A 62-year-old woman is in critical but stable condition in the ICU at Tzaneio Hospital, a public hospital in southern Athens, after she was mistakenly given a blood transfusion intended for another patient.
The severe error led to multiple strokes, and the woman has already undergone brain surgery to remove a hematoma caused by the adverse reaction.
The incident occurred on the morning of Wednesday, June 4. The nurse responsible for the transfusion reportedly administered blood to the woman, who was awaiting surgery but did not require a transfusion, instead of the patient in the adjacent bed who did.
The woman’s family has filed a lawsuit, and the nurse is now facing charges of causing bodily harm and grievous bodily injury. He has not yet presented himself to the police and is currently being sought.

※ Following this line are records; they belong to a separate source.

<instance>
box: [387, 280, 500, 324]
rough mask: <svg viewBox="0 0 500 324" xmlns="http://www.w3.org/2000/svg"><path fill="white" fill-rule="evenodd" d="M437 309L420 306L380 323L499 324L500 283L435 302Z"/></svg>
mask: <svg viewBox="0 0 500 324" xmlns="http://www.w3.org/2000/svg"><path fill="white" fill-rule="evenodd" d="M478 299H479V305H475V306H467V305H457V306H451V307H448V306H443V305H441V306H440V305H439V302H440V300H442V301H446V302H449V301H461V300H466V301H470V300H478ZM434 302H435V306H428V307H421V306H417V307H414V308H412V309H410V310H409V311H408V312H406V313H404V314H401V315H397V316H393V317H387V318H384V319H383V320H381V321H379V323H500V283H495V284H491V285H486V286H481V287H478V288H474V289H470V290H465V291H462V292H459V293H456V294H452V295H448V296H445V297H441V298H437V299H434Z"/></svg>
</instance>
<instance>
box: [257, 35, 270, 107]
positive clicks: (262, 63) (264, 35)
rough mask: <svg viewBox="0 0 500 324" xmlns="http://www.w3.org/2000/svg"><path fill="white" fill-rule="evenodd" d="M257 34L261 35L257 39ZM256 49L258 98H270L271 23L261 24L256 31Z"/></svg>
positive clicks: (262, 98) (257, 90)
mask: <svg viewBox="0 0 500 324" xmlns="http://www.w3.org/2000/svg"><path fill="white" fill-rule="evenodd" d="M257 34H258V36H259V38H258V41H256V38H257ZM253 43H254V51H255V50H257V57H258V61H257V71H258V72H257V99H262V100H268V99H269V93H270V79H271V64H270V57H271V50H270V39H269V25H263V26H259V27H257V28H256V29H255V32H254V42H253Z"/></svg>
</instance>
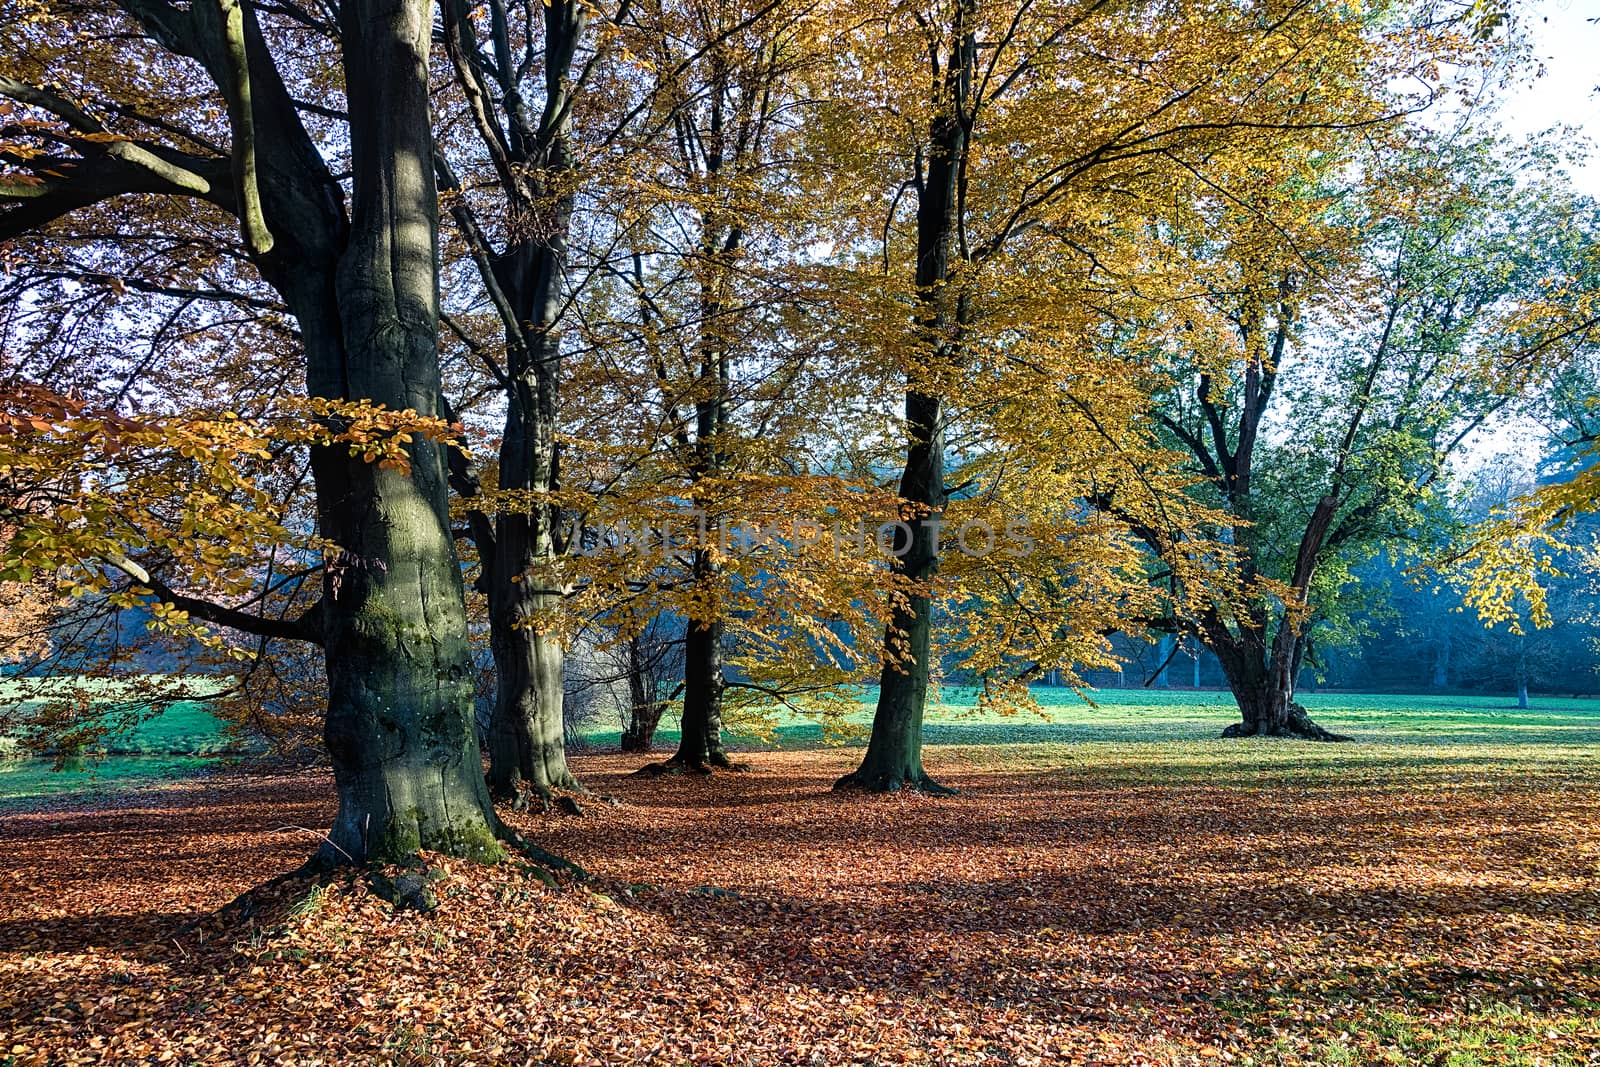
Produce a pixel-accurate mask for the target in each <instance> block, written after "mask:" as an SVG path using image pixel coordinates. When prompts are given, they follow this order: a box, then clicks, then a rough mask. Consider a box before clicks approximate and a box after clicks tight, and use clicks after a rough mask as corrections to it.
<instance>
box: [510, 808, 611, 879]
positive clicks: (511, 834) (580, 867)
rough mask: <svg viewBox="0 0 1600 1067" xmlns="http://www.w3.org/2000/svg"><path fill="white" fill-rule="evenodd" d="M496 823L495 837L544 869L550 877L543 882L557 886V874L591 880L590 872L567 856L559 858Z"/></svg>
mask: <svg viewBox="0 0 1600 1067" xmlns="http://www.w3.org/2000/svg"><path fill="white" fill-rule="evenodd" d="M496 822H498V824H499V825H496V827H494V835H496V837H498V838H499V840H501V841H502V843H504V845H507V846H510V849H512V851H515V853H517V854H520V856H522V857H523V859H528V861H531V862H533V864H536V865H538V867H539V869H542V870H544V872H546V873H549V875H550V877H549V878H541V880H544V881H549V883H550V885H555V878H554V875H555V873H565V875H568V877H570V878H573V880H574V881H587V880H589V872H587V870H584V869H582V867H579V865H578V864H574V862H573V861H570V859H566V857H565V856H557V854H555V853H552V851H549V849H547V848H539V846H538V845H534V843H533V841H530V840H528V838H525V837H523V835H522V833H518V832H517V830H514V829H512V827H509V825H506V824H504V822H499V821H498V819H496Z"/></svg>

Investigations are underway for the mistaken blood transfusion
Greek Health Minister Adonis Georgiadis has ordered an internal administrative investigation into the “tragic error” to determine the circumstances that led to the mix-up. He has also instructed the National Organization for Quality Assurance in Health to review hospital procedures, and the National Blood Donation Center (EKEA) has been tasked with investigating the incident.
Tzaneio Hospital released a statement confirming that “a unit of blood intended for another patient was mistakenly administered to inpatient K.H., ID no. 1241111, by a nurse from one of our hospital wards.”
The statement further noted that the patient had a different blood type from the administered blood, resulting in severe symptoms and her immediate transfer to the ICU. The hospital’s Legal Department has filed a criminal complaint with the Piraeus Prosecutor’s Office to determine potential criminal responsibility.
“Nothing Like This Has Ever Happened Before”
Elena Tsagkari, President of the National Blood Donation Center (EKEA), expressed shock over the incident, stating, “Nothing like this has ever occurred before.”
She emphasized that there are extremely strict control protocols in place for blood collection, donation, and transfusion that are designed to prevent such mistakes. Tsagkari highlighted that a mandatory re-check of blood compatibility is performed at hospitals, and each transfusion is clearly labeled and methodical.
EKEA has received a directive from the Health Minister to thoroughly investigate the “unprecedented case step by step” to understand what went wrong.
Tsagkari noted that the nurse involved is reportedly quite young and expressed her hope for the patient’s full recovery, acknowledging the justification for the criminal investigation by the patient’s family. She reiterated that monitoring during transfusions is standard to detect any adverse reactions, and thankfully, the error was noticed quickly.